Buckelwal mehrfach in Netzen verfangen
Auch der Buckelwal vor Poel hatte sich wiederholt in Netzen verfangen. Bei seinem ersten Auftauchen im Wismarer Hafen Anfang März waren Netzteile an dem Tier gesichtet worden, die als Stellnetz identifiziert wurden.
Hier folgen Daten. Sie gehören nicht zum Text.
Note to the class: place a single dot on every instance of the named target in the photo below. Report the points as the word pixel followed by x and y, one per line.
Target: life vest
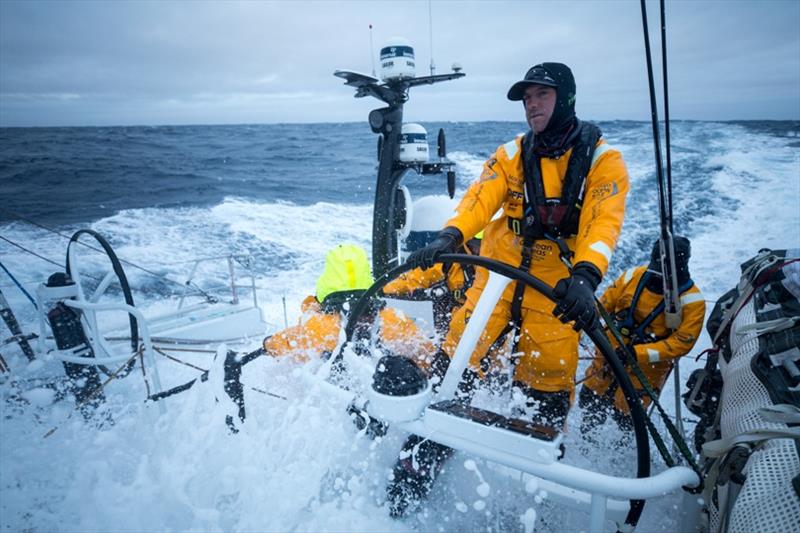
pixel 624 321
pixel 551 218
pixel 557 217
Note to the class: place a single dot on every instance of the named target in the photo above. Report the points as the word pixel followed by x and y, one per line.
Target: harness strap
pixel 558 216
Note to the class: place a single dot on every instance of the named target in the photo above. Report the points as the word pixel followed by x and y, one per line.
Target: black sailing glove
pixel 446 242
pixel 622 354
pixel 575 296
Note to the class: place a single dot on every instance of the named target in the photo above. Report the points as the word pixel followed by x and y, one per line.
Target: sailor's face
pixel 539 102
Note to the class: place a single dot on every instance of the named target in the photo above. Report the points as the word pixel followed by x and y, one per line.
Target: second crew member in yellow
pixel 635 301
pixel 346 276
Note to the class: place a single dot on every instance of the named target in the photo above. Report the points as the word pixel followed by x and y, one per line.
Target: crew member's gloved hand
pixel 576 296
pixel 446 242
pixel 622 354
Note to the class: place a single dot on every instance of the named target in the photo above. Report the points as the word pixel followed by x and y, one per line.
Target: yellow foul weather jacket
pixel 318 333
pixel 658 354
pixel 550 356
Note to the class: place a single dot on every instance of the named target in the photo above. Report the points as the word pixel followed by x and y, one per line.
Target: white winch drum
pixel 397 60
pixel 413 144
pixel 397 409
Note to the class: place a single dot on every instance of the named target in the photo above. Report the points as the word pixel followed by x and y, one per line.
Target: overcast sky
pixel 191 62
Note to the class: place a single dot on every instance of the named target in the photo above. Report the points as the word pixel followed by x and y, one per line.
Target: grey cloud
pixel 207 62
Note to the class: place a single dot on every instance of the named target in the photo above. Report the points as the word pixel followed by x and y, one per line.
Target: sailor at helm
pixel 346 276
pixel 636 303
pixel 559 184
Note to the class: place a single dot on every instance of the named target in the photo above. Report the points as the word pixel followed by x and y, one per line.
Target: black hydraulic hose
pixel 596 334
pixel 123 280
pixel 666 111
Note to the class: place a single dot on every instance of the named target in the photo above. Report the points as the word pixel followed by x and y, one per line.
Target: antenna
pixel 430 28
pixel 371 51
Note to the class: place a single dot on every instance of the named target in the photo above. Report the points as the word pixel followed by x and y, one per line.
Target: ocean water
pixel 284 194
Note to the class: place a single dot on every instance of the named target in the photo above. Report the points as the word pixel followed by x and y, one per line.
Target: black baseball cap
pixel 536 75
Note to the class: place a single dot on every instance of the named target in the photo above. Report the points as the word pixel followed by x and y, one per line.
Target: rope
pixel 678 439
pixel 95 392
pixel 171 358
pixel 129 263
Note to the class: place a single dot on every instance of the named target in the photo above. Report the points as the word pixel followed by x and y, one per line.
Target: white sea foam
pixel 300 465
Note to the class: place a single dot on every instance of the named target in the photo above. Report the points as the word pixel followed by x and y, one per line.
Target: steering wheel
pixel 596 334
pixel 88 317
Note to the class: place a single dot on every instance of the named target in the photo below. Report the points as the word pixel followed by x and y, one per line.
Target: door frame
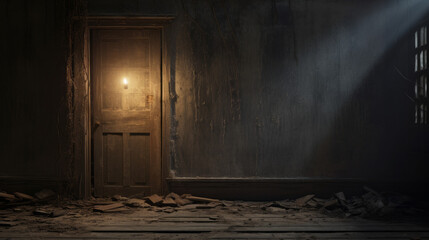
pixel 120 22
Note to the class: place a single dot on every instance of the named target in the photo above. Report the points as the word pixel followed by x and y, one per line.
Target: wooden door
pixel 126 111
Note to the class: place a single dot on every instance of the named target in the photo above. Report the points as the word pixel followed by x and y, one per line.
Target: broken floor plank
pixel 106 208
pixel 162 228
pixel 303 200
pixel 23 196
pixel 7 196
pixel 154 199
pixel 201 199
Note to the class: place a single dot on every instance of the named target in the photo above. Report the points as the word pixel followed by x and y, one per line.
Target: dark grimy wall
pixel 269 89
pixel 286 89
pixel 33 47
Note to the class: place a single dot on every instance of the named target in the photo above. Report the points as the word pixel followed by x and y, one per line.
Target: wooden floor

Minister Backhaus erklärte jedoch, dass dieses Netz nicht aus Mecklenburg-Vorpommern stamme: „Wir können garantieren, dass das Netz, was er mitgeschleppt hat, nicht aus unseren Gefilden kommt.“ Analysen hätten ergeben, dass solche Netze in Mecklenburg-Vorpommern nicht eingesetzt würden. Allerdings verfing sich der Wal am 10. März vor der Küste bei Steinbeck erneut in einem Fischernetz. Ein örtlicher Fischer holte das Netz ein, wobei es durchtrennt wurde, und der Wal schwamm wieder seewärts. Die Art des Netzes blieb unklar.
Die Wal- und Delfinschutzorganisation WDC weist zudem auf die Gefahr von Geisternetzen hin. Diese verlorenen oder absichtlich zurückgelassenen Fanggeräte könnten über Jahre hinweg Meeressäuger töten.